Marlyn construed the discrepancy between the actual amounts of the ingredients and the stated amounts as indication that Mucos had ceased producing Wobenzym. Marlyn believed that, according to the Distributorship Provision, it had the right to begin manufacturing Wobenzym and selling it under the Wobenzym label. In March of 2007 it began doing just that.

Thus, an action for trademark infringement was brought before the court by Mucos. It claimed that Marlyn’s Wobenzym formula differed from its formula and caused confusion. Mucos requested a preliminary injunction to stop Marlyn from selling Wobenzym with the Wobernzym mark.

The district court granted Mucos’s motion for a preliminary injunction. It ordered Marlyn to stop selling Wobenzym, recall the Wobenzym that it had already sold, and provide restitution to customers who had bought Marlyn’s Wobenzym on November 13, 2007.

Three days after the district court issued the preliminary injunction and seven days after the hearing ended, Marlyn moved to introduce three new pieces of evidence and requested that the court reconsider its decision. The district court declined to admit the evidence or reconsider its decision.

Marlyn now appeals the preliminary injunction, the scope of the injunction, and the court’s decision not to reconsider its decision in light of new evidence.

The Court of Appeals, in view of the issues raised by Marlyn’s appeal held that:

  • With regard to the preliminary injunction issued, it ruled that the court correctly held that to be liable for trademark infringement, someone must “(1) use in commerce (2) any word, false designation of origin, false or misleading description, or representation of fact, which (3) is likely to cause confusion or misrepresents the characteristics of his or another person’s goods or services”

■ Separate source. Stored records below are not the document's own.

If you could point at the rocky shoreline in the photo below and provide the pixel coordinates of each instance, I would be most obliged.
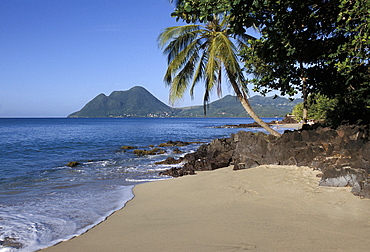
(342, 154)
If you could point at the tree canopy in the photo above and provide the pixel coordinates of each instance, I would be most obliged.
(204, 54)
(313, 46)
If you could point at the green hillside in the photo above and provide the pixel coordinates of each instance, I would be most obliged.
(136, 102)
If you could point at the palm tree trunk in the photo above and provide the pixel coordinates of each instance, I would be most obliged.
(251, 112)
(244, 101)
(305, 97)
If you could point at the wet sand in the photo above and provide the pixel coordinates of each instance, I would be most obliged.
(267, 208)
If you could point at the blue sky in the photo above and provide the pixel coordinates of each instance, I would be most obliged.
(56, 55)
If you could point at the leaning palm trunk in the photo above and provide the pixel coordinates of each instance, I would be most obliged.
(246, 105)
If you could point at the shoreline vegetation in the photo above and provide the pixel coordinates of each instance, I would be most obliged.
(266, 208)
(263, 208)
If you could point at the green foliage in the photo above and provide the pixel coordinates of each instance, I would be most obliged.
(313, 46)
(199, 53)
(319, 107)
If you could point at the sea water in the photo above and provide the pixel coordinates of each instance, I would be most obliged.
(43, 201)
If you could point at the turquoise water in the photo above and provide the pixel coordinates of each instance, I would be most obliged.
(43, 201)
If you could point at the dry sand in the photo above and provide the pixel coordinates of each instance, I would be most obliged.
(267, 208)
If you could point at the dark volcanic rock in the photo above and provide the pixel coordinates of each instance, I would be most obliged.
(342, 154)
(170, 160)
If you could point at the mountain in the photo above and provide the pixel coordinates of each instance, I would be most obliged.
(136, 102)
(229, 106)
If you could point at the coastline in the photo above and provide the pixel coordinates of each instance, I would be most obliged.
(267, 208)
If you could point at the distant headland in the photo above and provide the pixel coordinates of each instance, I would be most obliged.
(139, 102)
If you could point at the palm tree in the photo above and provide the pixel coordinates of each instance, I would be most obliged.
(199, 53)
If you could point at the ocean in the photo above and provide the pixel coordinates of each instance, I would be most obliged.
(43, 201)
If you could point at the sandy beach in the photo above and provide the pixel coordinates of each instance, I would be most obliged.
(267, 208)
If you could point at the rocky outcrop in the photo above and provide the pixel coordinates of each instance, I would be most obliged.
(342, 154)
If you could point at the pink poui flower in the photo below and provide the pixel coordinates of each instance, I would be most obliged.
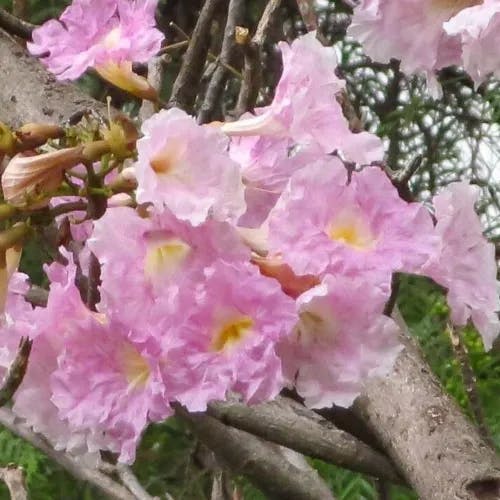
(231, 329)
(147, 260)
(341, 339)
(98, 34)
(110, 386)
(305, 108)
(185, 167)
(411, 31)
(325, 224)
(478, 29)
(464, 262)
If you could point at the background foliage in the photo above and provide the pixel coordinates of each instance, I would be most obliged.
(455, 137)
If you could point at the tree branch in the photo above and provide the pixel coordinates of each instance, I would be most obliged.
(437, 448)
(187, 82)
(30, 94)
(288, 423)
(261, 462)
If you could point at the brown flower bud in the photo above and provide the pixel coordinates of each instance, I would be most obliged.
(28, 181)
(33, 135)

  • As to Marlyn’s arguement that its manufacture and sale of Wobenzym using Mucos’s mark is justified because of the terms laid out in the Distributorship Provision, the CA held that Marlyn must show first that the Distributorship Provision was enforceable and second that Mucos ceased production of Wobenzym.

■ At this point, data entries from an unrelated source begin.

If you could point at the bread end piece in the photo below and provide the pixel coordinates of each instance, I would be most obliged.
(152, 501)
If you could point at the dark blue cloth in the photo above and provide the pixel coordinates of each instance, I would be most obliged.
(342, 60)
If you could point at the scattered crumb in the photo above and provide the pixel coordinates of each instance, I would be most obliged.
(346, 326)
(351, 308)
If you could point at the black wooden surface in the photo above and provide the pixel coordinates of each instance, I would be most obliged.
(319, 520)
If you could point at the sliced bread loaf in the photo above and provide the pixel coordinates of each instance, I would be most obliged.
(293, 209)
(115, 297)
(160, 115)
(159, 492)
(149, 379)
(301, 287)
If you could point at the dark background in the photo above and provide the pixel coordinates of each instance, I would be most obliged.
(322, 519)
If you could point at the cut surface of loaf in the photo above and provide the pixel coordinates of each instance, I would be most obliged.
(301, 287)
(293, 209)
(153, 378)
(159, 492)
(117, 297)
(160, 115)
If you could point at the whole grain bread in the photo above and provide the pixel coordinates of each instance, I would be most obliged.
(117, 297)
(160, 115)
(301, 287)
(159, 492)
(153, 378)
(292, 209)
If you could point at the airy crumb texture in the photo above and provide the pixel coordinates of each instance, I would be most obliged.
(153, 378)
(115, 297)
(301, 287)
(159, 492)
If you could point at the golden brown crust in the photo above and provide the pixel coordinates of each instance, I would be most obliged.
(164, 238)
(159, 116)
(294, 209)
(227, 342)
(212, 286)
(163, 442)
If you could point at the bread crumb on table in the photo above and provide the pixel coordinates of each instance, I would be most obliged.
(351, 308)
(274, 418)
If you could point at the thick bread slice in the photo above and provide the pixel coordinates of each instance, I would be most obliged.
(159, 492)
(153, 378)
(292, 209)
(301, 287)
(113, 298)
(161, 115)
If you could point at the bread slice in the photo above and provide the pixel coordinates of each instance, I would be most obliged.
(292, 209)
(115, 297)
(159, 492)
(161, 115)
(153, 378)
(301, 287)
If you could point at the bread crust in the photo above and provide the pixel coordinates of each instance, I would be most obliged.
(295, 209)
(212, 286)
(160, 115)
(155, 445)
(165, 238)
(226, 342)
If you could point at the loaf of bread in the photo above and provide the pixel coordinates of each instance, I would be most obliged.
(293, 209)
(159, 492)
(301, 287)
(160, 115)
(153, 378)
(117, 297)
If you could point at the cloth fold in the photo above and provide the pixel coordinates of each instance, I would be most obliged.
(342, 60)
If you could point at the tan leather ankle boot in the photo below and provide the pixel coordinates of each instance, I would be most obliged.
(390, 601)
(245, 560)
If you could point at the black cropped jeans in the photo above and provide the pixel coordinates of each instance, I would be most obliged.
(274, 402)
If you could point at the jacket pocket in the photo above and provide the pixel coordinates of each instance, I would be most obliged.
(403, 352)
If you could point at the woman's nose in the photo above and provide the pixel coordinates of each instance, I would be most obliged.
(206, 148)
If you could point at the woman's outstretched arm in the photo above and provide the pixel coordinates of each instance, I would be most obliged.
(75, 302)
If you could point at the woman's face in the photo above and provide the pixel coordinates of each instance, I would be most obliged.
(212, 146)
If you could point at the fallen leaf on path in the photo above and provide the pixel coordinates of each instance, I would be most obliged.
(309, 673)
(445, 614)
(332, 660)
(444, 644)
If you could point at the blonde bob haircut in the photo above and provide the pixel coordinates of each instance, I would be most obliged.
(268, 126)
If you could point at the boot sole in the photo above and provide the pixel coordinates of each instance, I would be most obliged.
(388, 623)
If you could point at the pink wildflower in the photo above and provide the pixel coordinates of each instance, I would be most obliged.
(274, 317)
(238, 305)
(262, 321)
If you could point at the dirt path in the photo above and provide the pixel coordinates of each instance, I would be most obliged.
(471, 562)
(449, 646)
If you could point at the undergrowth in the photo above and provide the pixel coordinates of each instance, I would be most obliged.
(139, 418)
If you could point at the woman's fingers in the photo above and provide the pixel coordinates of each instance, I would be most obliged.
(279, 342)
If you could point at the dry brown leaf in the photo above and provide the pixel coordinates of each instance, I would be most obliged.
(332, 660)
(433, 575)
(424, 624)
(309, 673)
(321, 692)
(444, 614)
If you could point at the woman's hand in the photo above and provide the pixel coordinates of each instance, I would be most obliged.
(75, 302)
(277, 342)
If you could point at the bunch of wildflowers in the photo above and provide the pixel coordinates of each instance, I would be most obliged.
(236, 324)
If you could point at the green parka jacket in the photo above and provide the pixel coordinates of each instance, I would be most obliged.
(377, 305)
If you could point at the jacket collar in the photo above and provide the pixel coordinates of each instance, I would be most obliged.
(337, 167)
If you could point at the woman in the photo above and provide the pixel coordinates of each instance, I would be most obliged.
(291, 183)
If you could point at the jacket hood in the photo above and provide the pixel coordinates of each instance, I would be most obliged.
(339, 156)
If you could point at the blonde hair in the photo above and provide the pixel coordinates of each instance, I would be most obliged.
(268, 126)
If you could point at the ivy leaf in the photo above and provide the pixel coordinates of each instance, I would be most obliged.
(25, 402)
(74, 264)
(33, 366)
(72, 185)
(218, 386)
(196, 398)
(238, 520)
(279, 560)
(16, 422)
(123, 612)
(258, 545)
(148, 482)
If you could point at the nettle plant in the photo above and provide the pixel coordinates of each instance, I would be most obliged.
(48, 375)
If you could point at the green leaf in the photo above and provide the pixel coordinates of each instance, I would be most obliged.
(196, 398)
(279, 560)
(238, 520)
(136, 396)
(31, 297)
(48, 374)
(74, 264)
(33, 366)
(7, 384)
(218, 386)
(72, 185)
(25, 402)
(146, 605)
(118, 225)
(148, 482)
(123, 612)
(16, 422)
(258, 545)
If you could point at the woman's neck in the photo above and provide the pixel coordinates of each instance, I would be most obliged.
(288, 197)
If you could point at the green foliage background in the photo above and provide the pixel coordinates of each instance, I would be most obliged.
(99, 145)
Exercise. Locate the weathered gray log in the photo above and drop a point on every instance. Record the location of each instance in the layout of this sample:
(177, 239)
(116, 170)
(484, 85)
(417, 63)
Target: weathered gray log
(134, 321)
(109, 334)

  • It also said that there was no clear error in the district court’s factual determination that Mucos never ceased production of Wobenzym. The change in the Wobenzym formula was not significant enough to constitute cessation of production because the new formula maintained the desired level of enzymatic activity per milligram.

  • The CA held that they see no reason to disturb the district court’s finding as Marlyn did not meet its burden in proving its defense because it did not show that the change in question constituted a cessation of production. Trademark owners are permitted to make small changes to their products without abandoning their marks. Thus, Mucos did not cease production of Wobenzym and that Marlyn did not have the right to use Mucos’s mark.

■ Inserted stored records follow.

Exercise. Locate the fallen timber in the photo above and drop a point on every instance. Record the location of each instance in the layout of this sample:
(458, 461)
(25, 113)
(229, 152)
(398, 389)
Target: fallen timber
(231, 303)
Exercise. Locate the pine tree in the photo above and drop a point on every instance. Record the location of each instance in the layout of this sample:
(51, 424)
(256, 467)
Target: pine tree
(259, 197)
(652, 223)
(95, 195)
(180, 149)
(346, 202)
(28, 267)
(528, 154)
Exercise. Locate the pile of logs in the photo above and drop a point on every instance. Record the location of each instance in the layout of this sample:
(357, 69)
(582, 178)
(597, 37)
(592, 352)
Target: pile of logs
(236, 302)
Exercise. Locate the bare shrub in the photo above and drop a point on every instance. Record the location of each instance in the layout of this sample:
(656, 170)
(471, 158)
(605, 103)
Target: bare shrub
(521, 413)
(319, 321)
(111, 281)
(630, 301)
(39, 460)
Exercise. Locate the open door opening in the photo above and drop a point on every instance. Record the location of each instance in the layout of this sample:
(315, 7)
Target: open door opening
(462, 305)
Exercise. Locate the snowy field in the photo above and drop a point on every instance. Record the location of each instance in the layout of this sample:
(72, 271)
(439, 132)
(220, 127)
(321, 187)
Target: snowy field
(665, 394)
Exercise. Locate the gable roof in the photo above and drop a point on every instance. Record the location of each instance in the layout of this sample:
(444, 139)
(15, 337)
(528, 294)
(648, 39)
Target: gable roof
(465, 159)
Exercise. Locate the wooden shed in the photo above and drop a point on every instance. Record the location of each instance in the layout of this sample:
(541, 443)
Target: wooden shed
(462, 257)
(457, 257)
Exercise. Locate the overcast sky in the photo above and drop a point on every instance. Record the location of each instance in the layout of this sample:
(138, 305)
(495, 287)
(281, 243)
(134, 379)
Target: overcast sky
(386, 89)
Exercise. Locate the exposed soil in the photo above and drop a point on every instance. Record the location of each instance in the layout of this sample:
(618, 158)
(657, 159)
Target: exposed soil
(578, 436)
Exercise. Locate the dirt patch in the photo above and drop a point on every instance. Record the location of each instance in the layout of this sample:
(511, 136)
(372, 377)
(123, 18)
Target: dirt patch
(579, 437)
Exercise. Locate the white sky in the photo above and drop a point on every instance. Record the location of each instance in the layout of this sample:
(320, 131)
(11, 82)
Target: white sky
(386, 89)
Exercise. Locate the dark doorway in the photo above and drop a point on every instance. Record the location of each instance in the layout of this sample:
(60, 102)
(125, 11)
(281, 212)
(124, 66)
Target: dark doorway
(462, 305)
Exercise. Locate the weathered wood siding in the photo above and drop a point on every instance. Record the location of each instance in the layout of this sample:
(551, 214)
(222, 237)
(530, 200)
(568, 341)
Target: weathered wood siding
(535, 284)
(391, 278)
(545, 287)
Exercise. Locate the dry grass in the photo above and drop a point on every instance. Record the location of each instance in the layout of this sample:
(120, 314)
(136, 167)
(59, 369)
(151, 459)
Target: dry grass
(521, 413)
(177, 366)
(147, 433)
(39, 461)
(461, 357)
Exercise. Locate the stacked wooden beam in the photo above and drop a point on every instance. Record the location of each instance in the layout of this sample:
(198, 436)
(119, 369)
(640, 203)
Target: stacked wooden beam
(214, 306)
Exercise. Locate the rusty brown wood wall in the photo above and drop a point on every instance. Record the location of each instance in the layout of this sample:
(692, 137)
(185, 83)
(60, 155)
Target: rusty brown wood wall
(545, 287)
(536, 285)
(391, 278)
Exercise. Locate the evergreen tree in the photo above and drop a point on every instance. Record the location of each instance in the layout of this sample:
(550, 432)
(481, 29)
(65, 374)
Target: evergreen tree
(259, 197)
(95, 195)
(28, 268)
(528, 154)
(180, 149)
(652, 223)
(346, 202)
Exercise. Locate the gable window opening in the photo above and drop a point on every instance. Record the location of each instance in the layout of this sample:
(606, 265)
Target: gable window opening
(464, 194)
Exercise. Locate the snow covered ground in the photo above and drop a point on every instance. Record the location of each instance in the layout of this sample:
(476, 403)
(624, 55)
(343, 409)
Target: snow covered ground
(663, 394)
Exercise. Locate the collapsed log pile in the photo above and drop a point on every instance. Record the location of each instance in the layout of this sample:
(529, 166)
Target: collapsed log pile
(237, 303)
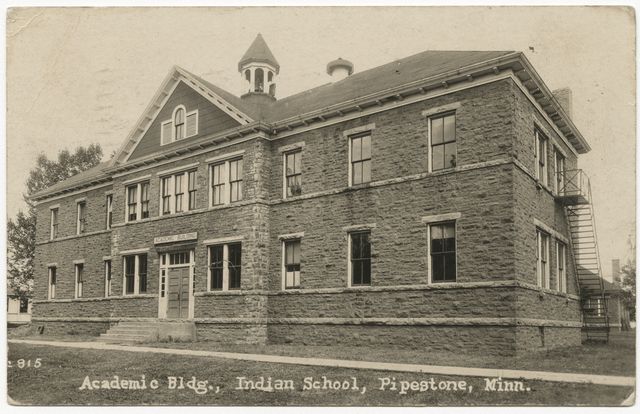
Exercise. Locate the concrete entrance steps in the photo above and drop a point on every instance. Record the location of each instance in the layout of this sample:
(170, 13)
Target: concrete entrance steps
(150, 331)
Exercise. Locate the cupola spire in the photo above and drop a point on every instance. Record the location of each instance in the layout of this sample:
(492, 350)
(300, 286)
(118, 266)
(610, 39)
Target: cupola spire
(258, 69)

  • As to the challenged scope of the injunctive relief provided by the district court when it ordered Marlyn to stop manufacturing and distributing its Wobenzym product, recall its already-distributed products, and provide restitution to its Wobenzym customers, the CA held that the remedy went beyond the status quo pending litigation and instead required Marlyn to take the affirmative step of recalling its product.

  • The CA said that to justify a recall, the infringed company must first satisfy the traditional standard for a prohibitory preliminary injunction. In addition, the district court must consider three further factors: (1) the willful or intentional infringement by the defendant; (2) whether the risk of confusion to the public and injury to the trademark owner is greater than the burden of the recall to the defendant; and (3) substantial risk of danger to the public due to the defendant’s infringing activity.

  • Thus, it held that the district court to consider these factors before granting a preliminary injunction directing product recall in a trademark infringement case. If the district court makes a finding that the infringing product causes a substantial risk of danger to the public, it should order a recall.